I believe He is. I believe that my God who breaths stars, walks on the same water He created, and lives inside of me is big enough. Big enough to forgive the mistakes I make and love me anyway. Big enough to show Jesus to those I meet even if I say the wrong thing. Big enough to save others even when the life I live in front of them is a constant picture of the need for grace. Big enough.
So today I leave the same challenge for you that He has laid on my heart. Are you doing the things He has called you to? Are you stepping out in faith to do things beyond what you are comfortable? Are you being the Christian leader He has called you to be in the place He has planted you? Do you believe He is big enough?
Today our giveaway is the last of the month. The winner will win Lysa Terkeurst’s book What Happens When Women Say Yes to God plus a $10 Starbucks giftcard. How do you enter? Leave a comment about what God has called you to do or how you have stepped beyond your comfort zone in the past. What is God doing in you?
Melissa Kraus says
I find God amazing, how He orchestrates our lives and puts like minded people together, to learn and grow. “Iron sharpens iron, and one man sharpens another.” Proverbs 27:17
I have learned over a large portion of my life, a lesson that Satan (the father of lies) drove home with precision. I learned from living in an abusive marriage for 17 years that I am worthless.
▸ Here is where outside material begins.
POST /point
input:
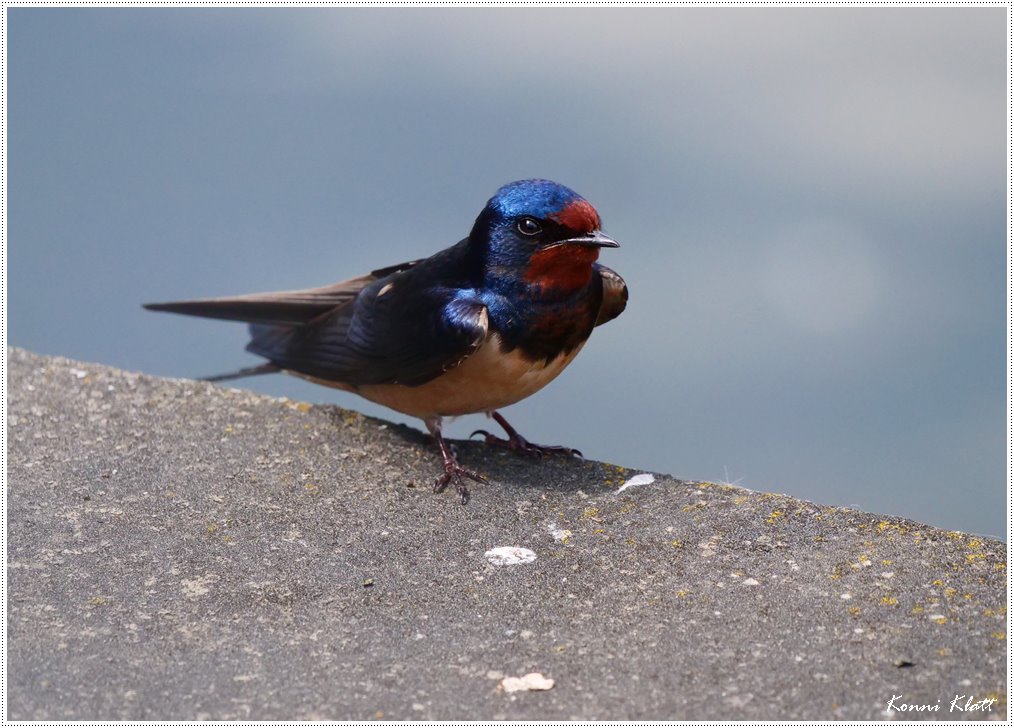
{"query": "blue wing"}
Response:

For a while, even the air I breathed was wasted. How deceived I was, how much time and love for God was wasted in believing these lies. But no more! Even though I struggle to accept my strengths, because it is so much easier to accept our weaknesses, I know that God has called me to lead. He has called me to stand with compassion, love and boldness. I know that it’s from Him, because if it were up to me, I would be the one in the corner, the one holding my wounds so no one would see them. And thankfully I do not have to rely on my own strength, because He promised me…. Me, the women who was not worthy of the air in my lungs, the women who could do nothing and was nothing, the women who lived weakness…. He promised to be my strength (The Lord is my strength and my shield; my heart trust in Him and He helps me. My heart leaps for joy and with my song I praise Him. Ps 28:7).
Kori says
Melissa – what an amazing testimony of what God has done in you! It does amaze me how God can take things in our lives that are ugly and yuck and turn them around to allow us to share Him with others. He has certainly done that in you. I am with you – sometimes it would be easier to shrink back. But our God is truly our strength and shield, He can bring us through more than we ever thought and sustain us for a lifetime. He is truly amazing in His power over all and at the same time His love for each of us. Awesome God. So glad you shared what He has done in you!
Pattie says
Stepping out of my comfort zone means saying yes to things–but I need to be choosier. If I say yes too often, I’m overloaded and frazzled. I am also acknowledging that I’m not the kind of leader you are: vision-casting, organizing, brave. I am a quieter and more one-on-one or small-group leader. A smaller-task person. The big picture overwhelms me. And I’m learning that is okay too.
Kori says
Pattie – You made me chuckle. Through this year I have earned a lot about me as well. I learned that I need people just like you. I love casting a vision or getting everyone excited. The details? Well, I can accomplish them, but man they drive me crazy sometimes and I don’t necessarily like them (all that to say that I don’t know that I do them very well). So thankful God made all of us – and that not everyone is just like me :). I have also learned to be choosier – nice that God gave me a built-in accountability partner in my husband. He holds my hand down. Great answer to what God is doing in you!